Part 3: Managing the Greens for Putting
Greens are not you’re your friends and proper greens management requires a proper mindset and commitment to building skills over time. In this blog I’ll address proper attitude, getting on the green and how to build your putt routine. The green is where it all comes together.
“Putting is a fascinating, aggravating, wonderful, terrible and almost incomprehensible part of the game of golf”
– Arnold Palmer
Setting Proper Expectations
The first step in golf is to set your expectations. If you are not a pro do not expect to putt like a pro. Yes, you will make easy and hard putts, but you are not at the same level as a pro putter so you should not have the same expectations. This is why you need to understand your putts per round and putts per hole averages. Keep track of your putts as a part of your game and focus on improvement of your skills. If you average 40 putts per round, then focus on skills to get to 38 putts per round, then 36 and so on. You should commit to improve, but play to your level and enjoy your friends and the game.
Getting on the Green
Consistently getting to the green in ideal putting position has three key elements; having a plan for each hole, aiming for the pin and have putting skills nailed for < 10’ putts.
From the tee box, you need plan your shots to avoid hazards and maximize your approach and lie on the green. Just getting to the green and seeing what happens in not good enough. Too many golfers just try to get to the green and do not focus on getting close to the pin. Use your skills to properly position your next shot, approach the green and eventually your putt.
Next, focus on getting as close to the pin as possible on your approach shot. Being on the green with 20, 40 or 60-foot putts does not cut it. Ideally, being within 6 – 10 feet for your 1st putt. Remember, there is less than 50% chance of making putts over 10’, even for pros. Spend time building chipping skills to acquire this ability.
Finally, have your putting skills in place for 10’ putts and definitely for 3 footers. The 3 foot putting drill helps with this skill. You will see lots of 3’ putts so you need be able to do this easily.

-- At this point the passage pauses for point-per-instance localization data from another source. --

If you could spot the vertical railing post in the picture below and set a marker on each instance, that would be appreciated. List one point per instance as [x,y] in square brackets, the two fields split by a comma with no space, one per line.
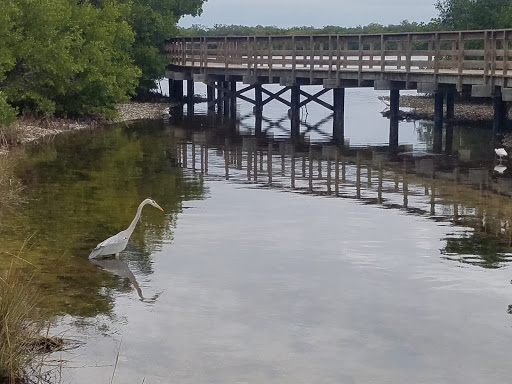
[408,60]
[382,55]
[249,53]
[460,62]
[311,59]
[255,55]
[270,54]
[330,56]
[294,58]
[505,58]
[437,56]
[486,56]
[184,51]
[360,67]
[493,48]
[226,63]
[338,58]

“If you can’t putt and make three footers, you are going to struggle with everything else”
– Becky Dengler, LPGA Master Golf Teaching Professional
Building your Proper Putting Routine
This is an absolute must for good golf and everyone has one whether they realize it or not. Your routine is a set a steps you go through to make a putt including your tempo or timing. I outlined the steps in making a putt in my last blog and this is a basis for putt routines. Reading the green, aiming the putt, setting your stance and grip, taking a breath, making a final putt preview and making the stroke are key elements of this routine.
What I need to add is the speed or tempo of this process that works for you. You need to go through this process and see what works and does not work for you and put it in your routine at your pace. As an example of how important this is; I was watching a tournament and a pro was making birdie after birdie to be in leading position. You can watch the process and timing and see how this was nailed down. Then somehow on 18 he had a 3 foot putt and his tempo increased – you could see it. He didn’t follow his routine and rushed the putt and ended up 3 putting from 3 feet to go from 1st place to 5th. Amazing! You need to develop your routine, tempo and skills to be a great putter.
“… they can hold that consistent tempo and rhythm from the 1st tee to the last green ”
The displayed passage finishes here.